This article is a part of our Vulnerability Database (back to index)
Cross-Site Request Forgery occurrences in Mailman
In GNU Mailman before 2.1.38, a list member or moderator can get a CSRF token and craft an admin request (using that token) to set a new admin password or make other changes. (2021-12-02, CVE-2021-44227)
GNU Mailman before 2.1.35 may allow remote Privilege Escalation. A csrf_token value is not specific to a single user account. An attacker can obtain a value within the context of an unprivileged user account, and then use that value in a CSRF attack against an admin (e.g., for account takeover). (2021-10-21, CVE-2021-42097)
Why Cross-Site Request Forgery can be dangerous
The absence of Anti-CSRF tokens may lead to a Cross-Site Request Forgery attack that can result in executing a specific application action as another logged in user, e.g. steal their account by changing their email and password or silently adding a new admin user account when executed from the administrator account.
The attacker may copy one of your web application forms, e.g. email/password change form.
The webpage will contain a form with the exact set of fields as the original application but with input values already provided and the submit button replaced with a Javascript code causing auto-submission.
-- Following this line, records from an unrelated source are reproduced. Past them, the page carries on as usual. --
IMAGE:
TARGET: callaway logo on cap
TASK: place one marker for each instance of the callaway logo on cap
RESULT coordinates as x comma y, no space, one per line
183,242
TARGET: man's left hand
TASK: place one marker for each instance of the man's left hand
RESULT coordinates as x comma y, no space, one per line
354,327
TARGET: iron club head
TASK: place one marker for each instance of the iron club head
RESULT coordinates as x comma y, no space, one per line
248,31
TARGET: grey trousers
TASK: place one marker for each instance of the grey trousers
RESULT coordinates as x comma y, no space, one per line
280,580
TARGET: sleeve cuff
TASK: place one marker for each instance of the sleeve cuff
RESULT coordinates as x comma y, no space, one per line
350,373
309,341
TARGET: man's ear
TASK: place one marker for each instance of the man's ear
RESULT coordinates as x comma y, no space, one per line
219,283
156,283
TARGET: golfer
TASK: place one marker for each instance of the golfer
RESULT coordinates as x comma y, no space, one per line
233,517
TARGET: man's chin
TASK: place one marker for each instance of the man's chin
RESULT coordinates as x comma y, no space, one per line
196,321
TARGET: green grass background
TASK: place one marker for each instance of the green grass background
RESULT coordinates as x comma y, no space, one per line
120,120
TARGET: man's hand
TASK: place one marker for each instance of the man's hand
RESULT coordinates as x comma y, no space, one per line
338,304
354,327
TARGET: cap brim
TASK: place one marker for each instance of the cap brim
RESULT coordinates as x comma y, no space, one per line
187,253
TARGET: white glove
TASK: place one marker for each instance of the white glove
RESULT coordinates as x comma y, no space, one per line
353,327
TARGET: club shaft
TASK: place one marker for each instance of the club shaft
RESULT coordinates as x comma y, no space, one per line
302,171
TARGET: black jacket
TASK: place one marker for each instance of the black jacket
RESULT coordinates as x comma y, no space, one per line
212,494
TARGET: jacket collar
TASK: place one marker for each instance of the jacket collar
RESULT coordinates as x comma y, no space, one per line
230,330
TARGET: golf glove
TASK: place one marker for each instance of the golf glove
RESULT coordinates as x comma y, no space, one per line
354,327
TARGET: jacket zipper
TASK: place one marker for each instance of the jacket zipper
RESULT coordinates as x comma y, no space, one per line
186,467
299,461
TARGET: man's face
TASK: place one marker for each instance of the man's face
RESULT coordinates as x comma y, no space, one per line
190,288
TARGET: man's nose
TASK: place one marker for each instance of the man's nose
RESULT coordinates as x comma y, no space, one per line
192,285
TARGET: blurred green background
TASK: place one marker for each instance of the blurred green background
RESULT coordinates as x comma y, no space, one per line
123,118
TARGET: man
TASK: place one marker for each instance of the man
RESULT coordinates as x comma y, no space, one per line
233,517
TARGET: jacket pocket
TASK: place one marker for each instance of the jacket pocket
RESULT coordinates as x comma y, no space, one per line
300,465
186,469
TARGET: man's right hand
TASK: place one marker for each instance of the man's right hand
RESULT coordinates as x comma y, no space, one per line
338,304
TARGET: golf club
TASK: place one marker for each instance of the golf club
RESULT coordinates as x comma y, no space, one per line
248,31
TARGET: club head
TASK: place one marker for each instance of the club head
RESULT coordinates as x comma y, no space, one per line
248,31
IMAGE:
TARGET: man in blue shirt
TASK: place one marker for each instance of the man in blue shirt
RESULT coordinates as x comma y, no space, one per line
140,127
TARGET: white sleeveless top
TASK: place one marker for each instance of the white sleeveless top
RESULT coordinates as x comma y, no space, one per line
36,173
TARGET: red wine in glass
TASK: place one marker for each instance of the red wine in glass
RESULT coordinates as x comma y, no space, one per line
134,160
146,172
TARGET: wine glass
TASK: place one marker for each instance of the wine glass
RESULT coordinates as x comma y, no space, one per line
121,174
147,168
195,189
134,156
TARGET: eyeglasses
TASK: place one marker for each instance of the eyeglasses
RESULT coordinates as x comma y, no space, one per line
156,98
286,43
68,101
When the page is accessed the form will be immediately submitted and page contents replaced with a valid content or a redirect to your original application.
One of your application users who is already logged in can be then tricked to navigate to such malicious page e.g. by clicking a link in a phishing email, and the pre-populated form content will be submitted to your application like it would be submitted by your user.